Newcomer Bitcasa, which positions itself as a provider of “infinite” amounts of secure online storage, on Feb. 5 exited its beta phase and launched a new home and SMB service that can handle storage from any type of host: iOS, Android, Mac desktop, Windows Desktop, Windows RT and the Web.
For a flat-rate $10 per month, Bitcasa’s Infinite Drive enables users to store as many movies, photos, music tracks or documents in its automatic backup cloud service with built-in client-side encryption to ensure privacy. Infinite Drive also works hand-in-hand with a user’s own physical storage.
To entice new customers, Bitcasa is offering special pricing of $69 for a year of infinite storage — a 30 percent discount compared to the company’s regular pricing of $99 for a one-year agreement (or $10 per single month).

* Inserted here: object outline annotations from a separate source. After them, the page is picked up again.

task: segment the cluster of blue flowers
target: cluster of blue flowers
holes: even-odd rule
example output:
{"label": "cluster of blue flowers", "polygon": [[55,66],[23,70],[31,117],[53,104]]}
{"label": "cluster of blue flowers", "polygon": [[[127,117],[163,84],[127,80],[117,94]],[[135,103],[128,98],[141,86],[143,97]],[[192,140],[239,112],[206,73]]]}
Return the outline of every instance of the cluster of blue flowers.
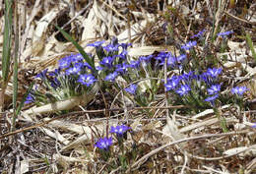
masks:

Bitcasa’s Infinite Drive is designed to work like a external hard drive that never crashes or runs out of space. Full sync capability is included; everything stored in the Infinite Drive becomes instantly available across all devices regardless of device capacity or file formats.
Everything is encrypted locally and backed up in the cloud, so user data is always safe and secure, Bitcasa CEO Tony Gauda told eWEEK.
“Before long, gigabytes and terabytes of data aren’t going to matter anymore,” Gauda said. “When I started this company, I, like everybody else, had to deal with faulty external hard drives and the outrageous fees for limited file synchronization services.
“I believe that, with the launch of the Bitcasa Infinite Drive, hard drives (HDDs) are now dead. Our customers have stored more than 1.7 billion photos on the Infinite Drive, and this is just the beginning.”
Well, the extermination of personal storage hard drives might be stretching it a bit, but Gauda does make a point: Why buy physical storage when a service like this one is available? There are pros and cons here, of course, but Bitcasa does present an interesting option.
Bitcasa, based in Mountain View, Calif., was founded by former Mastercard and Mozy employees and backed by top-tier investors, including Horizons Ventures, First Round, CrunchFund, Pelion Venture Partners, Samsung Ventures and Andreessen Horowitz.